♦️319『自然と人間の歴史・世界篇』マルクスの歴史認識(資本主義の次に来る社会)

2018-05-27 09:03:21 | Weblog

319『自然と人間の歴史・世界篇』マルクスの歴史認識(資本主義の次に来る社会)

 いまから百数十年、カール・マルクス(1818~1883)は未来社会について、こう書いた。
 「資本制的生産様式から生ずる資本制的取得様式は、したがって、資本制的私的所有は、自己の労働にもとづく個人的な私的所有者の第一の否定である。だが、資本制的生産は一の自然過程の必然性をもって、それ自身の否定を生み出す。それは否定の否定である。この否定の否定は、私的所有を復活せしめはしないが、しかし、まさしく、資本主義時代に達成されたものーすなわち、協業と、土地・および労働そのものによって生産された生産手段の共有ーを基礎とするところの、個人的所有を生み出す。」(カール・マルクス「資本論」)
 これにあるのは、資本主義にとって代わってしばらく経ってからの社会主義社会のことであって、その高次の段階としての共産主義社会ではないというのが、さしあたりの受け取り方でよいのではなかろうか。
 それというのも、物ごとには順序というものがあって、生れてから数十年位での間に一足飛びで「各人がその能力に応じて働き、その必要に応じて受け取る」ことのできるような社会にはなれないのではないかと考えられるからだ。

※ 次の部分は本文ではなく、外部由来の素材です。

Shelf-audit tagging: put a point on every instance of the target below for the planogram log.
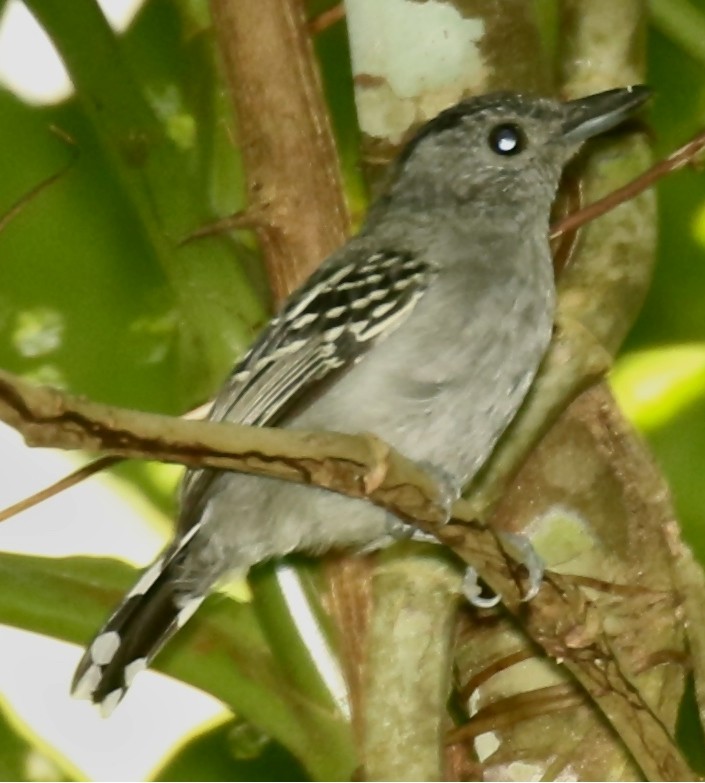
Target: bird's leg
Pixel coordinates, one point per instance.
(449, 490)
(519, 546)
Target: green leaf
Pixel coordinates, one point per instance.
(222, 651)
(216, 754)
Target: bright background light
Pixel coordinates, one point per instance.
(101, 516)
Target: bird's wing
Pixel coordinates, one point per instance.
(325, 327)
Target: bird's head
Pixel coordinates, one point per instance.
(503, 148)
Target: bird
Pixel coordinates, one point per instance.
(426, 328)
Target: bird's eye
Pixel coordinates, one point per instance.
(507, 139)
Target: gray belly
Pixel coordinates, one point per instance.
(441, 389)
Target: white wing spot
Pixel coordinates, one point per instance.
(85, 687)
(104, 647)
(133, 669)
(110, 702)
(148, 578)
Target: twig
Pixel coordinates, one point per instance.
(32, 194)
(326, 19)
(676, 160)
(66, 482)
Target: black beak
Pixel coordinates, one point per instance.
(594, 114)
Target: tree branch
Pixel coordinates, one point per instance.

この点、ソ連の社会主義は、その発足以来60年やそこらで階級のない、しかもかなり高度な社会主義を意味する「全人民の国家」になったのだと言っていた。
 しかし、ソ連と東欧の体制崩壊の後から考えると、そう呼ぶにはかなり無理があったと言わざるを得ない。実際にあったのは、1970年代からの明らかな国民経済の停滞であったのだから。
 さりながら、これをもって、マルクスの仮説がまちがっていたことにはなるまい。一般に、社会科学者の予言というものは、現在における複雑な事情なりから延長して物事の将来を語るのだと思う。だとすると、ある程度の幅をもたせないと、後世のその段になってその枠(諸仮定を含む)をはみ出してしまう傾向をもっている。
 そのことを考えると、ここでのマルクスはあくまで慎重な言いまわしにとどめることで、彼の仮説の是非(整合性、合理性などからの現時点での評価)についての結論は、さらに未来へ持ち越されたとみてよいのではないか。
 もっとも、次のような議論はありうるし、1990年代はじめにソ連と東欧の社会主義が崩壊してからは、とみに盛んになり、現在に至る。そのためか、一説には、社会主義の実験は失敗したばかりでなく、もう終わった、もはやうまく運営されないことが明らかだとし、これが社会の「定説」ともなっているという。また、この見方からは、現在も社会主義を標榜している中国などは、独裁国家の烙印を押されることにもなっている。